You can still navigate around this archive, but know that no new mails have been added to it since July of 2016.

Click here to be taken to the new web archives of this list; it includes all the mails that are in this frozen archive plus all new mails that have been sent to the list since it was migrated to the new archives.

Subject: Re: [OMPI users] mpi_leave_pinned is dangerous
From: Jens Glaser (jglaser_at_[hidden])
Date: 2012-11-07 19:21:23

I am replying to my own post, since no one else replied.

With the help of MVAPICH2 developer S. Potluri the problem was isolated and fixed.

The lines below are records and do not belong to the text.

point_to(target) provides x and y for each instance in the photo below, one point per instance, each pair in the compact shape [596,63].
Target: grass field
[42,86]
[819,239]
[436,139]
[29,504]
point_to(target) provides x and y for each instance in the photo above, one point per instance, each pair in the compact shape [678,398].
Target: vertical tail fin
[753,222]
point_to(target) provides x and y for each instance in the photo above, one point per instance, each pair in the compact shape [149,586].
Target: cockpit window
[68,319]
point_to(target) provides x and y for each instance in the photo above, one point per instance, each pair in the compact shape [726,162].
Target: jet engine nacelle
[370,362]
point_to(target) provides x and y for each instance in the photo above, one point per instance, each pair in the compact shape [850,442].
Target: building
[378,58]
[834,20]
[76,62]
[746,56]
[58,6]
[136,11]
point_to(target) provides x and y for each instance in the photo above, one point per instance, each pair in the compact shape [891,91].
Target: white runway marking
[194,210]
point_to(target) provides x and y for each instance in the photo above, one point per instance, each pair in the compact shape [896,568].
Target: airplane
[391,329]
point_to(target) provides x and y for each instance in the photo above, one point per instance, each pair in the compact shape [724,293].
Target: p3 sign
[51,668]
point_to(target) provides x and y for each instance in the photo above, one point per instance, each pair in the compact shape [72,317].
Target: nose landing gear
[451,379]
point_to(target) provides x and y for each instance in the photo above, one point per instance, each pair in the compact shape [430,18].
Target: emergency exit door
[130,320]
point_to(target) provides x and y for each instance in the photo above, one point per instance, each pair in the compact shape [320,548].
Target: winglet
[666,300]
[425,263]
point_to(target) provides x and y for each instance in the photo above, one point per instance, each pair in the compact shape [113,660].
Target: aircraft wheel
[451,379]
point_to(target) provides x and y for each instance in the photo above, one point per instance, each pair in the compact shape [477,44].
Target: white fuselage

It was, as expected, due to the library not intercepting
the cudaHostAlloc() and cudaFreeHost() calls to register pinned memory, as would be required for the registration cache to work.
I replaced all of these calls with standard posix_memalign()/cudaHostRegister() calls in my code and the application now runs fine, with MVAPICH2
and with OpenMPI, and with registration cache enabled.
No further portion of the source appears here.